FS recurrence is an important issue for parents and clinicians because it is a very frightening experience. Early age at onset, family history of FS and low temperature at the time of FS were reported predictors of FS recurrence
18). A prospective study found that younger age at onset, recurrence within the same illness, frequent febrile episodes and maternal preponderance were significant prognostic markers for first FS recurrence
19). However, the ability of EEG to predict FS recurrence or unprovoked seizures is likely low. For example, postictal EEG did not add useful information on the likelihood of FS recurrence
20), and a study in 1991 found that EEGs in children with FS did not predict the later occurrence of febrile or afebrile seizures
5). Despite not being practically useful, EEGs are frequently performed in children with FS. Although we found that a higher percentage of children with epileptiform discharges than those with normal EEGs experienced recurrent FS (50% vs. 31%), the difference was not statistically significant, likely because of the small number of patients. Nevertheless, our findings support previous results showing that EEGs in children with FS are generally not predictive of recurrence.
EEGs, however, may be useful in predicting subsequent epilepsy in some patients. A recent study found that focal epileptiform discharges were significantly more frequent in CSF patients who did than did not develop epilepsy (OR, 5.15)
21). In addition, the risk of subsequent epilepsy was found to be higher (OR, 27.0) in 9 of 119 patients with CSF and frontal EEG paroxysms
22). Prospective studies are therefore needed to assess the usefulness of EEGs in children with FS.
This study had several limitations, including its retrospective nature, the small patient sample size, and the early timing of EEG after FS. In real clinical practice, however, it is difficult to perform EEG after 10-14 days, when most patients have been discharged.
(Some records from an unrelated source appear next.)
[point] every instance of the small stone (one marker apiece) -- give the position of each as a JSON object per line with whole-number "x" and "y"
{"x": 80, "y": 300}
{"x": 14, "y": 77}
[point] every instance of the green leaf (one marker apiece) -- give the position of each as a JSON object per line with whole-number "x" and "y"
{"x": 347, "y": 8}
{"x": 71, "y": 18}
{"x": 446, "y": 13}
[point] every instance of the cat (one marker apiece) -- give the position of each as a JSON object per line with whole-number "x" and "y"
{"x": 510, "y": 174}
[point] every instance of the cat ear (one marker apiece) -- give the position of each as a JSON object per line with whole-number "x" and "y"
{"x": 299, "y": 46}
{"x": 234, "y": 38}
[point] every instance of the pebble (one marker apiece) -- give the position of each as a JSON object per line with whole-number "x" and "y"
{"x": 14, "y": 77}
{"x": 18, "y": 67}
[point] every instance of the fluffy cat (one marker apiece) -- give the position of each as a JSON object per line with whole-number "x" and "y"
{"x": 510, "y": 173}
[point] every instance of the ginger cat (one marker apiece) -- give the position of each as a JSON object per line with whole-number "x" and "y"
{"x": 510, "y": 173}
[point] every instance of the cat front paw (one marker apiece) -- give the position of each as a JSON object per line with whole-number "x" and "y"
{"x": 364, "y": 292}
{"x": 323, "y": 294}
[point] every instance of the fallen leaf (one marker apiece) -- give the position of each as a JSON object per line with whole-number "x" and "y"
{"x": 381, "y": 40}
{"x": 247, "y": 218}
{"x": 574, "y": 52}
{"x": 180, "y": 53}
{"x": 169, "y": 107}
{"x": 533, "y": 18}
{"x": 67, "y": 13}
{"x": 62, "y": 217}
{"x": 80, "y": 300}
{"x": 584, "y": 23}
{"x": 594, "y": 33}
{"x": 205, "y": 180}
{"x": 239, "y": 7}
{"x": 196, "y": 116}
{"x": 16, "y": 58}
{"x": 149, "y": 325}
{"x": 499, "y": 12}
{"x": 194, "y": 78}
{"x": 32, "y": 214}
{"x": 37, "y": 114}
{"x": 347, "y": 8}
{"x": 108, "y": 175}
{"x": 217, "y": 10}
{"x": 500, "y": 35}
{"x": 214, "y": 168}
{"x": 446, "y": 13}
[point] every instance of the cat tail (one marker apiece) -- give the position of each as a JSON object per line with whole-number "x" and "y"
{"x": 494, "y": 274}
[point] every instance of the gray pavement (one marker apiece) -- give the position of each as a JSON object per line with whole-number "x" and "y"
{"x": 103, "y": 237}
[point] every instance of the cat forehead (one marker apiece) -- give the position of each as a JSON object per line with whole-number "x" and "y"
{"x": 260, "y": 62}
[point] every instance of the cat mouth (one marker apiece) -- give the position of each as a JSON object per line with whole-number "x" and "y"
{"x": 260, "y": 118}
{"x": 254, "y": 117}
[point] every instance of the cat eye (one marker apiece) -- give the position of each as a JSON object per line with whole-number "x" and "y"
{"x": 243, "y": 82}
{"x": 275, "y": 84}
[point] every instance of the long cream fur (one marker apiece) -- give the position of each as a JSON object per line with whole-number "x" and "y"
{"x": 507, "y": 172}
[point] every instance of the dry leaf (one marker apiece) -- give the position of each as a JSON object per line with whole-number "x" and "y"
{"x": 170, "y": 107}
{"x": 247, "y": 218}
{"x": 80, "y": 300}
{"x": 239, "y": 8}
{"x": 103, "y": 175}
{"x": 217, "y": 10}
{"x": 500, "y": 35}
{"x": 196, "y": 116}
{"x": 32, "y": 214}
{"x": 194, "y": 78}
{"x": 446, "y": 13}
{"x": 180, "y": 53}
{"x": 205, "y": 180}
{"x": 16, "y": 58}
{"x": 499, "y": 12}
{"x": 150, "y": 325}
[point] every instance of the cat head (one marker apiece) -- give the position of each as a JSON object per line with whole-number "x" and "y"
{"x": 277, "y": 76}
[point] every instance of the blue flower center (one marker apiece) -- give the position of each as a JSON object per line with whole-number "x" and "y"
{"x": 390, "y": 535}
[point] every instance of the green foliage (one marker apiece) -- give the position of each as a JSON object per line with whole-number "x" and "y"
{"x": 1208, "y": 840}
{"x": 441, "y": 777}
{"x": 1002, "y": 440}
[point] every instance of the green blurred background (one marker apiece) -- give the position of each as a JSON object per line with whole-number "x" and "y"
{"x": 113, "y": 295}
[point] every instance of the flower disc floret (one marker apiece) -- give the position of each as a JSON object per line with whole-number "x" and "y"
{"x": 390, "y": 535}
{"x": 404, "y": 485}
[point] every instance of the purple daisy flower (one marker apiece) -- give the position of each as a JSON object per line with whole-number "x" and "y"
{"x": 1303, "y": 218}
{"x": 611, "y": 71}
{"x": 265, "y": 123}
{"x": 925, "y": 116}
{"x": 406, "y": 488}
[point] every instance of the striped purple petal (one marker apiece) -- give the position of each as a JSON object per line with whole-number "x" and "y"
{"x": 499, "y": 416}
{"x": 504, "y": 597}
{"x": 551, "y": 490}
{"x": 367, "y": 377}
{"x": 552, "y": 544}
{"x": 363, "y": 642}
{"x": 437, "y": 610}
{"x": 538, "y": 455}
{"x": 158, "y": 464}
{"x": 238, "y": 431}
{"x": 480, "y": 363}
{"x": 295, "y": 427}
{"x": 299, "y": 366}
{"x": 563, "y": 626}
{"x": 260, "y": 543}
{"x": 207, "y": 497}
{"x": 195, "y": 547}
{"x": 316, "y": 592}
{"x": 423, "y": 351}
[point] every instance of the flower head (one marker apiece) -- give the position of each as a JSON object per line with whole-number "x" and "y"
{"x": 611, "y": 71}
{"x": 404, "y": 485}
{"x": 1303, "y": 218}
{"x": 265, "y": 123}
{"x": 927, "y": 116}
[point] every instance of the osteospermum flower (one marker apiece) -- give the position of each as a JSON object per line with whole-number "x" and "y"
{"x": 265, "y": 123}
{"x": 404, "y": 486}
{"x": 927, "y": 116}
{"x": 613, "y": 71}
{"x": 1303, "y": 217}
We attempted to evaluate the clinical significance of early postictal EEGs performed in a real clinical setting.
In summary, we found that 31% of children with FS had EEG abnormalities, but the prevalence of these abnormalities did not differ significantly in groups of patients with SFS and CFS. Multiple seizures within 24 hours were associated with abnormal EEGs, but abnormal EEGs were not associated with FS recurrence.
These findings suggest that early postictal EEGs are of little predictive value in determining the risk of FS recurrence. Postictal slowing may have influenced our results because there was too little time for patients to manifest significant EEG findings given our study design. Therefore, we recommend that follow-up EEGs be performed in patients with early postictal EEG abnormalities.